LUCIANA DABRAMO Viele Probleme waren vorher schon groß, jetzt ist es, als ob wir durch ein Vergrößerungsglas schauen: Sie wachsen gewaltig an. Die Familien geraten tiefer in die Armut – mit gravierenden Auswirkungen: In der Not wird dann ein zwölfjähriges Mädchen lieber verheiratet, als dass es verhungert.
Wie können die SOS-Kinderdörfer helfen?
LUCIANA DABRAMO Wir stellen Programme um, leisten etwa in der SOS-Familienstärkung vor allem Nothilfe, damit Familien nicht auseinanderbrechen und wir sie später wieder dabei unterstützen können, den Weg in die Selbständigkeit zu gehen. Wir verteilen Lebensmittelpakete und Hygieneartikel, informieren, klären auf, leisten psychologische Hilfe.
Wie gelingt das trotz der Kontaktverbote?

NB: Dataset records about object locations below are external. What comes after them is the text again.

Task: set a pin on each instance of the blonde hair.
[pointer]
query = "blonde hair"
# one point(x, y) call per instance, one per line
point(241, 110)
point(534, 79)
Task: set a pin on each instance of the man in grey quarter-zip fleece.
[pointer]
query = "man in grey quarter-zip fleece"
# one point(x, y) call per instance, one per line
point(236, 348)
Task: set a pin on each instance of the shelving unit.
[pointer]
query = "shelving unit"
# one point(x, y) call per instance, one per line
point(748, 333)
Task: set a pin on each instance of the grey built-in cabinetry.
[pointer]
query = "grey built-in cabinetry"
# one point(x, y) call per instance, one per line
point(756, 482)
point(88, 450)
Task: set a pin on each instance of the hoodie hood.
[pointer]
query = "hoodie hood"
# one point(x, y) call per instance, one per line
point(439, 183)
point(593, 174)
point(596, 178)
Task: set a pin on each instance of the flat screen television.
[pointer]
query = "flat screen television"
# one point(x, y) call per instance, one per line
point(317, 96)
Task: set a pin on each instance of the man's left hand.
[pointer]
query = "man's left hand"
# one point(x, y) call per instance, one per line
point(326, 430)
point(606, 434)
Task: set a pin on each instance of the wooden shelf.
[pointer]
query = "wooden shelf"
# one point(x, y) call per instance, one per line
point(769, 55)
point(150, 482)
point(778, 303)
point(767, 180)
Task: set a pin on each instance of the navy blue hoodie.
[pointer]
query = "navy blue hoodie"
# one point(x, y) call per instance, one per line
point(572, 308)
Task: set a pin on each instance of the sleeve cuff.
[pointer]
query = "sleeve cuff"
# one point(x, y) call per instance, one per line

LUCIANA DABRAMO Mit viel Phantasie finden unsere Mitarbeiter immer wieder Lösungen, zum Beispiel in Tschad: Normalerweise arbeiten wir mit den Jungen und Mädchen in unseren Kinderschutzzentren, die aber jetzt geschlossen sind. Um sicherzustellen, dass es den Kindern gut geht und sie vor häuslicher Gewalt zu schützen, gehen unsere Sozialarbeiter
jetzt von Haus zu Haus und halten zudem Kontakt per Telefon. So haben sie schon über 400 Familien erreicht. Sie denken auch schon an die Zeit nach Corona und bereiten zum Beispiel Schulmaterialien vor, damit die Kinder den verpassten Unterricht gezielt nachholen können.
SOS ist seit vielen Jahrzehnten in Afrika aktiv. Hilft das jetzt, besser reagieren zu können?
LUCIANA DABRAMO Auf jeden Fall! Das sieht man zum Beispiel in der Zentralafrikanischen Republik: Dort haben wir stabile Kinderschutzgruppen oder Elternnetzwerke aufgebaut, die jetzt Verantwortung übernehmen und uns Bescheid sagen, wenn Kinder und Familien in Not geraten. Unsere langjährige Arbeit zahlt sich aus!